/CalciPy

Python script for processing ratiometric calcium fluorescence data

Primary LanguagePythonGNU General Public License v3.0GPL-3.0

CalciPy: A Python script for processing ratiometric calcium fluorescence data

One of the primary challenges in processing ratiometric data is that the two signals which make up the ratiometric data are actually captured separately, and it is not known which is which. CalciPy processes interlaced calcium fluorescence wavelength data, identifies the proper ratio sequence, and calculates metrics from the resulting signal. See below for more detail. While there is a variety of software for processing calcium fluorescence data, each of them have one or more shortcomings, such as:

  • Few solutions actually process ratiometric data provided by two wavelengths of light
  • Some require manual effort to determine the proper ratio and subsequent calculations
  • Those that can process ratiometric data automatically are limited (e.g. only able to process a single cell line at a time)
  • Finally, they are not widely available, are closed source, or otherwise proprietary limiting the auditability of the experiments

CalciPy's goal is to enable high throughput, yet customizable, processing of ratiometric calcium fluorescence data, in an open and autidible fashion. It can also serve as a starting point for processing data that is exported from microscopy imaging software, such as Nikon's NIS-Elements. Nikon NIS-Elements is typically used to process images taken from microscopes such as the Nikon Eclipse Ti.

Requirements, Dependencies, and Installation

CalciPy expects that the input file is an Excel file containing ratiometric calcium fluorescent data, which is in the same structure that software packages like Nikon NIS-Elements exports data. See the samples directory for more information.

The script requires Python 2 (v2.7 at least, Python 3 has not been tested yet). Furthermore, the following Python libraries are required and can be installed with Pip.

  • openpyxl
  • numpy
  • scipy
  • matplotlib
  • analytic-wfm

Other than that, the script can be run as is when downloaded as a single file.

Running / Command Line Arguments

CalciPy can be run simply by providing the path to the input file as a command line argument. For example:

python calci.py PATH/TO/EXCEL_FILE.xlsx

Additional common examples are as follows. After running the script, you can see the output PDF files and CSV files to determine if you need to add more parameters. If you'd like to output the files to a different directory, use the -O option as follows:

python calci.py -O PATH/TO/OUTPUT_DIRECTORY PATH/TO/EXCEL_FILE.xlsx

If you find that there are more (or fewer) peaks being detected than should be, adjust the look-ahead and delta parameters as below. The look-ahead parameter indicates how far apart (in terms of the number of datapoints - not the amount of time) each peak should be detected. The delta parameter indicates how large of a change in amplitude will be used to identify a peak. It's often best to start by adjusting the look-ahead parameter first, and then adjusting the delta parameter if further refinement is needed.

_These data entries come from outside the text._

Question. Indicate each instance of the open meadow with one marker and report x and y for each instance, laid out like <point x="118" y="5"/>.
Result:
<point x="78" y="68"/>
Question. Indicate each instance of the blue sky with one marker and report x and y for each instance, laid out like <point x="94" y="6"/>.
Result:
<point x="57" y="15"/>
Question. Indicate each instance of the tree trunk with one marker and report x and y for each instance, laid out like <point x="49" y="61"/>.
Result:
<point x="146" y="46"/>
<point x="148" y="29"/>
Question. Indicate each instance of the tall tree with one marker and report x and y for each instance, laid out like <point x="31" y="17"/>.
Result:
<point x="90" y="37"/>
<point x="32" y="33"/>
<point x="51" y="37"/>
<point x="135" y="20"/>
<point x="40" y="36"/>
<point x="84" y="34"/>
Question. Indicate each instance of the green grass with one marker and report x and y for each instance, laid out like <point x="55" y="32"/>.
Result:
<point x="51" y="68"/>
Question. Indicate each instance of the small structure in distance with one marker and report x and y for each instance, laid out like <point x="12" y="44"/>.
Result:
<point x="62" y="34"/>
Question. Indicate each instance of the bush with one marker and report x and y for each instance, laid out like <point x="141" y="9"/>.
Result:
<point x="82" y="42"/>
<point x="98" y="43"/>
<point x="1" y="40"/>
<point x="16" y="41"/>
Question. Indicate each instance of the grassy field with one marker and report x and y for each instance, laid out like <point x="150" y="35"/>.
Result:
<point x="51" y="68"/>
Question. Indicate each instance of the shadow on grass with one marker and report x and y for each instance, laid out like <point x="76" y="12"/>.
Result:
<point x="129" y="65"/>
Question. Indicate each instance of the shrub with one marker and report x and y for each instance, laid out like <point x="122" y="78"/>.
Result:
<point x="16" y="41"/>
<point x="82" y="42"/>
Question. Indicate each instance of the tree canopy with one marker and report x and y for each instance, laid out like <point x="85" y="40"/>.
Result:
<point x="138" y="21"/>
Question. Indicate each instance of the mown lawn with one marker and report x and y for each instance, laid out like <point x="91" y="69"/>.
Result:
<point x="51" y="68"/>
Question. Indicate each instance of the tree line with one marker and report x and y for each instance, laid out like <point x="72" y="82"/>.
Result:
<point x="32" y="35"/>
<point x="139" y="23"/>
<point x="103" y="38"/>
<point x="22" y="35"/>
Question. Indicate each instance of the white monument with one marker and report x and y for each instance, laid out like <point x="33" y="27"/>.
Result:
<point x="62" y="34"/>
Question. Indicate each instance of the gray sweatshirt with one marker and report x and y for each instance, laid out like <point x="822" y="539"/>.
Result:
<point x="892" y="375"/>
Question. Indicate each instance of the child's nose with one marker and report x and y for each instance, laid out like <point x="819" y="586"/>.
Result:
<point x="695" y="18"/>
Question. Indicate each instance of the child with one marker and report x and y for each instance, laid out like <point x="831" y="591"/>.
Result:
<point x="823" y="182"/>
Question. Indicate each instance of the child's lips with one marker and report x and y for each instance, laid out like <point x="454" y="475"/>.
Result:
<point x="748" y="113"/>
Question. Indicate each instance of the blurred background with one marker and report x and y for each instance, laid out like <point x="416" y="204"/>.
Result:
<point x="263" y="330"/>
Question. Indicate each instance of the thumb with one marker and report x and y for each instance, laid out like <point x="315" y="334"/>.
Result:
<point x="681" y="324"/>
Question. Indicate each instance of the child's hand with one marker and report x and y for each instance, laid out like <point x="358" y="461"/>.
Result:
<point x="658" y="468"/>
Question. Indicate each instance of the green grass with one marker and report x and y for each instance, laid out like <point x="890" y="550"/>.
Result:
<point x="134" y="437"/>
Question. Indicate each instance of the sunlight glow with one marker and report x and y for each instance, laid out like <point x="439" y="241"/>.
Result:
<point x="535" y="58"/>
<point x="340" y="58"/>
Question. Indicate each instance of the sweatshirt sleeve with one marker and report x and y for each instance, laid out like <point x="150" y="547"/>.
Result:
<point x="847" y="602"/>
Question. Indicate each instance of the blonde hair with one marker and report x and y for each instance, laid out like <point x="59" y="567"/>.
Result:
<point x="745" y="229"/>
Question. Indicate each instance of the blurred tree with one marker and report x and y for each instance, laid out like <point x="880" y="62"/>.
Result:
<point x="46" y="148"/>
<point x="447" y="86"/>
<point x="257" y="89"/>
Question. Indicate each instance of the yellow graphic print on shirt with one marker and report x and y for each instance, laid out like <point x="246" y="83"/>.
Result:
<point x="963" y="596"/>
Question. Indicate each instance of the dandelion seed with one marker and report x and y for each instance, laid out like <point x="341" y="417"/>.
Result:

python calci.py --lookahead 45 --delta .25 -O PATH/TO/OUTPUT_DIRECTORY PATH/TO/EXCEL_FILE.xlsx

Sometimes, you may want to analyze only a portion of a decaying signal. This may be the case if you feel that the signal may be too noisy on the peaks, or if you expect some kind of latency in the signal. You can indicate where the processing of the signal should take place, by percentage of the amplitude. Common paramters in this case are to use 75-25 or 85-10 as follows:

python calci.py --decaystart .85 --decayend .10 --lookahead 45 --delta .25 -O PATH/TO/OUTPUT_DIRECTORY PATH/TO/EXCEL_FILE.xlsx

Curve fitting is, by nature, not exact. When you review the CSV file, you may find that the values for Y0, A, RC, and Tau to be way off your expected results, with very large values for A and very small values (or even negative values) for Y0. The script has the capability to apply some rudementary bounds to the curve fitting process which will limit the outputted values, similar to how Excel's solver can limit output to non-negative values only. This is done with the bounds parameter.

python calci.py --bounds --decaystart .85 --decayend .10 --lookahead 45 --delta .25 -O PATH/TO/OUTPUT_DIRECTORY PATH/TO/EXCEL_FILE.xlsx

If you'd like to view the output graphs interactively, use the show parameter. This is helpful when checking the individual values for peaks and allows you to zoom into each graph. This is facilitated by matplotlib.

python calci.py --show --bounds --decaystart .85 --decayend .10 --lookahead 45 --delta .25 -O PATH/TO/OUTPUT_DIRECTORY PATH/TO/EXCEL_FILE.xlsx

Below is a full list of all the command line arguments that can be used.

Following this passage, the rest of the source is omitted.